Il Tier 1 ratio che esprime il grado di patrimonializzazione delle banche in relazione alle attività detenute (ponderate per rischio). Una migliore regolamentazione ha migliorato questi numeri e ci aspettiamo che vengano ulteriormente rafforzati dopo gli eventi di marzo. Nel frattempo, il rischio di credito nell’area dell’euro è aumentato, ma non tanto quanto nelle crisi precedenti.
Le riserve delle banche americane sono ben al di sopra dei livelli pre-2008, soprattutto nel caso dei grandi istituti di credito.
Infine, il divario tra il tasso interbancario e quello sui depositi della Fed rimane molto basso, indicando una fiducia fondamentale nel sistema, a differenza del 2008, quando questo indicatore era salito alle stelle.
Scommettere su un’inflazione più bassa
Durante la crisi bancaria è normale che i tassi siano crollati e che l’azionario l’abbia sofferto, con il settore bancario che ha registrato le perdite peggiori. Più interessante è però la reazione e lo stato dei mercati dopo che la crisi è stata scongiurata. Gli investitori scommettono che la Fed non alzerà i tassi tanto tanto quanto previsto in precedenza, in gran parte perché è probabile che le banche rispondano agli eventi recenti rafforzando i loro bilanci, rallentando l’inflazione e minando la logica degli aumenti dei tassi. Le quotazioni azionarie, infatti, non solo hanno retto dopo il crollo iniziale, ma hanno anche raggiunto nuovi massimi rispetto all’inizio di marzo. L’interpretazione più sensata è che i mercati siano sempre meno spaventati dall’inflazione, ma, a nostro parere questo ottimismo dovrà presto essere supportato da dati sul lavoro peggiori (ma non troppo) e da un’inflazione in forte rallentamento, oppure potremmo vedere una parziale inversione degli ultimi movimenti.
Dove ci sta portando tutto questo?
Nel complesso, rimaniamo in un contesto difficile, ad alta volatilità, dove al rischio di un’inflazione prolungata, di un rallentamento dell’economia e di un acuirsi del conflitto geopolitico si accompagna la, pur bassa, a nostro avviso, probabilità di una crisi del sistema finanziario. Solo dopo che le Banche Centrali rimuoveranno il supporto temporaneo all’economia, re-iniziando di fatto il Quantitative Tightening, rendendo più chiara l’entità della riduzione dell’offerta di credito bancario, potremmo concludere se le economie saranno abbastanza forti da reggere e quanto l’inflazione rimarrà forte. Per ora, sembra il momento di essere prudenti e prudenti.
Dato il contesto altamente incerto, continuiamo a privilegiare un’esposizione prudente, anche se la crisi sembra essere per il momento superata.
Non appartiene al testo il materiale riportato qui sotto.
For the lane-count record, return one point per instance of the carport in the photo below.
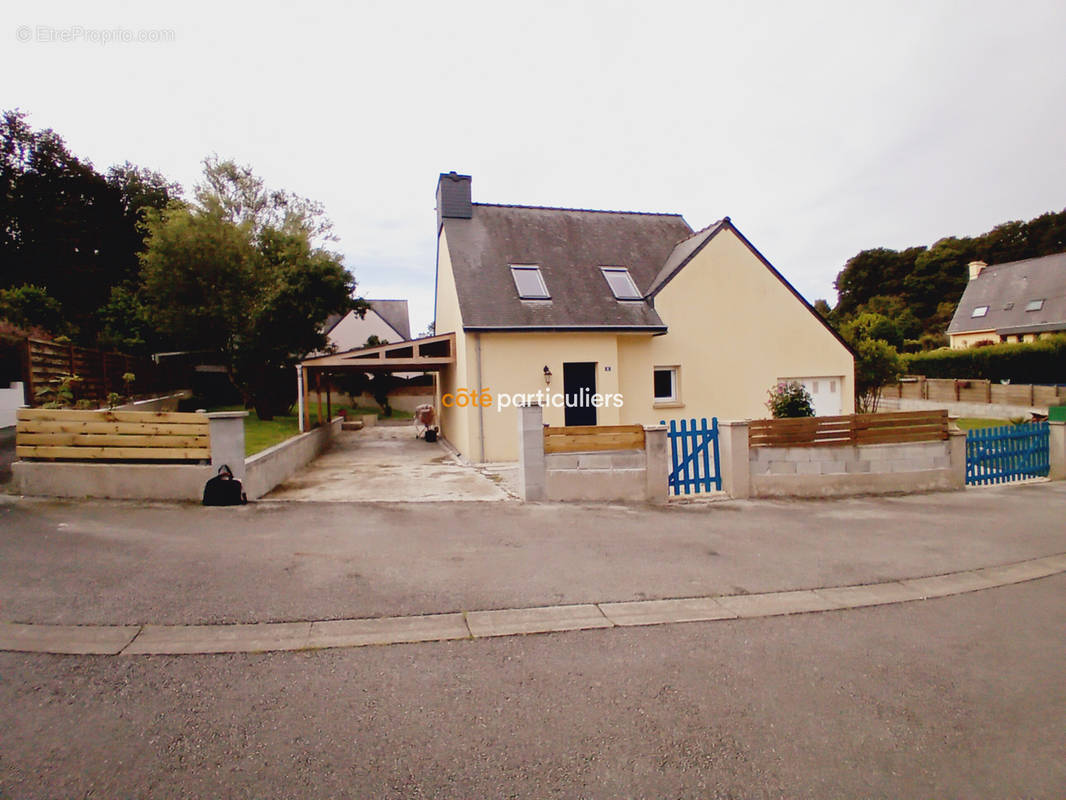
(426, 354)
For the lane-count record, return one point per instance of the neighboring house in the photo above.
(678, 323)
(1019, 301)
(386, 319)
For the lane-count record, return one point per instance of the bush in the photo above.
(790, 400)
(1038, 362)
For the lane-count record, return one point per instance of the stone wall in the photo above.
(11, 400)
(604, 476)
(838, 469)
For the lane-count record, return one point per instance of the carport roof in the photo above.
(427, 354)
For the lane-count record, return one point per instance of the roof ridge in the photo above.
(703, 230)
(586, 210)
(1023, 260)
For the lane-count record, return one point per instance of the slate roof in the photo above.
(393, 312)
(569, 245)
(1015, 284)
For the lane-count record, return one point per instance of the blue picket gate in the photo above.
(694, 456)
(1010, 453)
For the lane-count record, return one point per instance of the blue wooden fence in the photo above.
(1007, 453)
(694, 456)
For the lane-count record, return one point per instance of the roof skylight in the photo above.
(620, 283)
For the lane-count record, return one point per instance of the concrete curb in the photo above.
(113, 640)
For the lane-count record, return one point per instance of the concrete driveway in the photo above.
(388, 463)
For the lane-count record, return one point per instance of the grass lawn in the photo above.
(970, 424)
(259, 433)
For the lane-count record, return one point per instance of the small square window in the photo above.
(620, 283)
(530, 283)
(665, 385)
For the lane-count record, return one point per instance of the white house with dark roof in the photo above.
(1018, 301)
(612, 304)
(386, 319)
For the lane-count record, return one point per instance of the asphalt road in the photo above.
(960, 697)
(134, 563)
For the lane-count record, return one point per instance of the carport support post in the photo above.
(733, 459)
(532, 477)
(1058, 443)
(300, 396)
(656, 464)
(227, 441)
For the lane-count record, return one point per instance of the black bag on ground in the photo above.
(224, 490)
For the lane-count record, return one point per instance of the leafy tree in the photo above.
(32, 306)
(876, 365)
(240, 271)
(872, 326)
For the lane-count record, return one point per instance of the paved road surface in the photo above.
(960, 697)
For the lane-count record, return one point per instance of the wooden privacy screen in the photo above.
(100, 371)
(856, 429)
(111, 435)
(585, 438)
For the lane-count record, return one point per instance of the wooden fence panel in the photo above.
(112, 435)
(855, 429)
(100, 372)
(587, 438)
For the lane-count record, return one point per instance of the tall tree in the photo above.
(243, 271)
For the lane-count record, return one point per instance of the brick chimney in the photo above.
(453, 197)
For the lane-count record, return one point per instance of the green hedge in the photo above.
(1038, 362)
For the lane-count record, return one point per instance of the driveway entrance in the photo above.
(386, 462)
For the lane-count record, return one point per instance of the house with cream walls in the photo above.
(599, 304)
(386, 319)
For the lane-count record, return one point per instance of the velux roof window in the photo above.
(529, 282)
(620, 283)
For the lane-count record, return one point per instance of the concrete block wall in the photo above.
(607, 476)
(837, 470)
(11, 400)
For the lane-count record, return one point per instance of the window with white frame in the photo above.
(529, 282)
(620, 283)
(666, 385)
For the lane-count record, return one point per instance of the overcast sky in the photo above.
(820, 128)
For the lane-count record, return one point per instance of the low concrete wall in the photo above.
(11, 400)
(827, 472)
(606, 476)
(167, 402)
(267, 469)
(119, 481)
(838, 470)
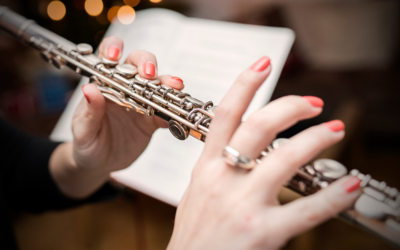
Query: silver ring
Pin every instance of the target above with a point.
(233, 158)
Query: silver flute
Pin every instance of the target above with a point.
(377, 210)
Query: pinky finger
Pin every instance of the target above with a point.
(308, 212)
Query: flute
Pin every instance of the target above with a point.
(377, 210)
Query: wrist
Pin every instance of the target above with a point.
(73, 180)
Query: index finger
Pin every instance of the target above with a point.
(229, 113)
(111, 48)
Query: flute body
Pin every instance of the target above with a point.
(377, 210)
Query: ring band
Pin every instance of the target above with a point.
(233, 158)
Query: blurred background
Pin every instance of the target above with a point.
(346, 52)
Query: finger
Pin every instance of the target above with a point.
(229, 113)
(305, 213)
(88, 119)
(111, 48)
(261, 128)
(281, 165)
(172, 81)
(145, 62)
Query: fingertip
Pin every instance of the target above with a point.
(176, 83)
(111, 48)
(93, 95)
(335, 125)
(149, 69)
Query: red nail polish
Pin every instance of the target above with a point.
(86, 96)
(176, 78)
(315, 101)
(352, 184)
(113, 53)
(261, 64)
(335, 125)
(149, 69)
Visti sia i livelli dei tassi interessanti che la possibilità di sorprese inflazionistiche, la nostra preferenza è per le azioni indicizzate all’inflazione e per il credito di alta qualità.
*Investire in strumenti finanziari comporta rischi inerenti, tra cui perdita di capitale, fluttuazioni del mercato e rischio di liquidità. I rendimenti passati non sono indicativi di quelli futuri. È importante considerare la tua tolleranza al rischio e gli obiettivi d’investimento prima di procedere.